3. Determine the data category and data type using the harmonization data option table. For example, after filtering the data category with the word “methylation”, you can see the following valid combination:

data.category: DNA Methylation
data.type: Methylation Beta Value
platform: Illumina Human Methylation 450

You will need to know that the beta value is a normalized data type (level 2 or 3).

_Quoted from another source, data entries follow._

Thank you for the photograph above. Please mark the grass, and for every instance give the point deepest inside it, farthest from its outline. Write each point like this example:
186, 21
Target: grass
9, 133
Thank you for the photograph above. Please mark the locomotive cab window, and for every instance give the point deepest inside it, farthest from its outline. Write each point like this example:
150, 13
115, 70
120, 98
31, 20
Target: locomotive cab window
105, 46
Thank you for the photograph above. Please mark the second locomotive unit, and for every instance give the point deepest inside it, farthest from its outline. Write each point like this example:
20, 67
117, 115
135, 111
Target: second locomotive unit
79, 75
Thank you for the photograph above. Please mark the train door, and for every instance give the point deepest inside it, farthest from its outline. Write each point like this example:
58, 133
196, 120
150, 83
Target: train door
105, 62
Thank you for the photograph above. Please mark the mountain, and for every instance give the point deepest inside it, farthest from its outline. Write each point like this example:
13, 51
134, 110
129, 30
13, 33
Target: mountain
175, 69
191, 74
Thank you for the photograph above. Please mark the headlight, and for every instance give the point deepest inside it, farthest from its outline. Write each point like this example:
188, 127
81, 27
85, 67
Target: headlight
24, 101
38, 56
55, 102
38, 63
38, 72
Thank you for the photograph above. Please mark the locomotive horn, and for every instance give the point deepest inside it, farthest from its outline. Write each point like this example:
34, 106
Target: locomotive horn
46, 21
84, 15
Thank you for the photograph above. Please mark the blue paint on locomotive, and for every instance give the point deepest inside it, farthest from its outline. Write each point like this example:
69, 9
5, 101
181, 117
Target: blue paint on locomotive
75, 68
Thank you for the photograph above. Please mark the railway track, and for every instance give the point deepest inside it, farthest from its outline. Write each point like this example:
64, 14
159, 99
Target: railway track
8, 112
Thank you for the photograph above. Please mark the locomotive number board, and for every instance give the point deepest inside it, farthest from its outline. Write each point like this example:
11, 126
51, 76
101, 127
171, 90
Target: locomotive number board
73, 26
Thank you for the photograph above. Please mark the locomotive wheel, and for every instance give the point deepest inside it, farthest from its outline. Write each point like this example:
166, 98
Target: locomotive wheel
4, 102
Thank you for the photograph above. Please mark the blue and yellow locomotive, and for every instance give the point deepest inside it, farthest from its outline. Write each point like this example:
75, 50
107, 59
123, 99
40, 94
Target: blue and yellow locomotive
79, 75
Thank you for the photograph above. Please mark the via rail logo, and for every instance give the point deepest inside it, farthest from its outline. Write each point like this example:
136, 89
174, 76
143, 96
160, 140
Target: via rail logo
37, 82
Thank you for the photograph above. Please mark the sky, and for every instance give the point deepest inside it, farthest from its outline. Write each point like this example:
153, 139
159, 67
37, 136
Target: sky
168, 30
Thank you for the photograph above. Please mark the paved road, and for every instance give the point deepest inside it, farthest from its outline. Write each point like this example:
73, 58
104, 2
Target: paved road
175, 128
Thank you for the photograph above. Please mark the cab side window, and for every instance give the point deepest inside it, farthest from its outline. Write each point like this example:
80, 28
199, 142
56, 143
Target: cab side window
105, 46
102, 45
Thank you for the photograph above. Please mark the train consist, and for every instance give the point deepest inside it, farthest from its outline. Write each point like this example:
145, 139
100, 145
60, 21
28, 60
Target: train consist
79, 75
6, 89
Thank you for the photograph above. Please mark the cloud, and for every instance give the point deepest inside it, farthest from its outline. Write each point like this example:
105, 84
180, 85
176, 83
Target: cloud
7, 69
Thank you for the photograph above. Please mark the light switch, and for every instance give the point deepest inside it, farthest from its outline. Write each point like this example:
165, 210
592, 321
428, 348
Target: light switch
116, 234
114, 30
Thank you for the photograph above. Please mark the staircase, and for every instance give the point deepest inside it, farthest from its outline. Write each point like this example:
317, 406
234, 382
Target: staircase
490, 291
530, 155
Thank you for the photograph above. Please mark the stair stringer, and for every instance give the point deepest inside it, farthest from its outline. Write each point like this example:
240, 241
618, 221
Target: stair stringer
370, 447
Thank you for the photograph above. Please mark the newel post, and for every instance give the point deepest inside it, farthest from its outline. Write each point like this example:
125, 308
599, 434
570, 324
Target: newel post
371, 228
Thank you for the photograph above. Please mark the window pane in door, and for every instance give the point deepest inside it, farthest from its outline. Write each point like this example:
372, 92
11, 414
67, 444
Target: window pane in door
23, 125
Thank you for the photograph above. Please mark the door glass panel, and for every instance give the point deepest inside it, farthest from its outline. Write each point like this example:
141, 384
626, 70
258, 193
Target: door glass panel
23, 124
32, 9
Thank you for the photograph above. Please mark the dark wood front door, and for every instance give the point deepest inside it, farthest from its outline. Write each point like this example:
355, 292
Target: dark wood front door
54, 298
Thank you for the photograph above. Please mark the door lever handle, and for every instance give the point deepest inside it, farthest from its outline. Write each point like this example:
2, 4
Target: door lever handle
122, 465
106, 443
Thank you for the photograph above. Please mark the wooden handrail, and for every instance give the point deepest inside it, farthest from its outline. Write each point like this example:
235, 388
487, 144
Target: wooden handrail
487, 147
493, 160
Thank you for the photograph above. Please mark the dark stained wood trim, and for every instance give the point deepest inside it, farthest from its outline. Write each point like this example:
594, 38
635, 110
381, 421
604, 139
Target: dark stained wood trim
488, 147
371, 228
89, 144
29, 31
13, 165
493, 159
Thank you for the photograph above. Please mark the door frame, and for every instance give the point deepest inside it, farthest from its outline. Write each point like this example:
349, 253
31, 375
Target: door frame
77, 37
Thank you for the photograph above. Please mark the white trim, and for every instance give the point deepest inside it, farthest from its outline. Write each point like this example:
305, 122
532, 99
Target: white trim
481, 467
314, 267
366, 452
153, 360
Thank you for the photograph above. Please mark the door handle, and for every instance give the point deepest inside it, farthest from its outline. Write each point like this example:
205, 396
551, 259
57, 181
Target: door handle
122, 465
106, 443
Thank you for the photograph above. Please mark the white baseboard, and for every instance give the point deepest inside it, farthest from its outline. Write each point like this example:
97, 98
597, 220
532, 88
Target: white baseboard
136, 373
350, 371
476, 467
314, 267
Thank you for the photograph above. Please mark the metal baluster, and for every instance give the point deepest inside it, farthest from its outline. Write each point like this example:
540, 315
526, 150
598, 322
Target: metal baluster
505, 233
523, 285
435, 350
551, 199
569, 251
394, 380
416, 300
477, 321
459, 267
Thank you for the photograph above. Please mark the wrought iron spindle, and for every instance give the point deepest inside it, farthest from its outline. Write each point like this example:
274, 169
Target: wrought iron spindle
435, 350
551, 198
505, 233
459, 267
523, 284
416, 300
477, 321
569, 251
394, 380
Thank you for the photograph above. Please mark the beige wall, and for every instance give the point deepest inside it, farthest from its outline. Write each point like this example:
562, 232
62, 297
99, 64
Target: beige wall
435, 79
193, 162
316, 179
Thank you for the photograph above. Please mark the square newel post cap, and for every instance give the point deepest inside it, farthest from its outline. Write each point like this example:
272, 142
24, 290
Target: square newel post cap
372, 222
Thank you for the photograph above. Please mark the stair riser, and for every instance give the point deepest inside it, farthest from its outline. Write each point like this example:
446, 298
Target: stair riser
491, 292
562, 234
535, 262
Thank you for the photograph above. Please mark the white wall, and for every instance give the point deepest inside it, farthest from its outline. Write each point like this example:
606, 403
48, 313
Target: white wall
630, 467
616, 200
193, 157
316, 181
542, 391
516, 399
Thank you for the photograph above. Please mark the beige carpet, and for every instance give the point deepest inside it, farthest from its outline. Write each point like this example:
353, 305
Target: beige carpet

4. Build the query. See the documentation for argument options. The following command won’t download the data yet.

query <- GDCquery(
    project = "TCGA-BRCA",  # Replace with your project of interest
    data.category = "DNA Methylation",
    data.type = 'Methylation Beta Value',
    platform = 'Illumina Human Methylation 450'
)

5. Check the metadata of the query to make sure this is what you want to download.

getResults(query)[1:5,]

6. Download the TCGA data.

GDCdownload(query)
data <- GDCprepare(query)

Reference

The Cancer Genome Atlas Pan-Cancer analysis project | Nature Genetics (2013) – This article summarizes the TCGA Pan-Cancer project.
GDC Data Portal – The central repository of TCGA data.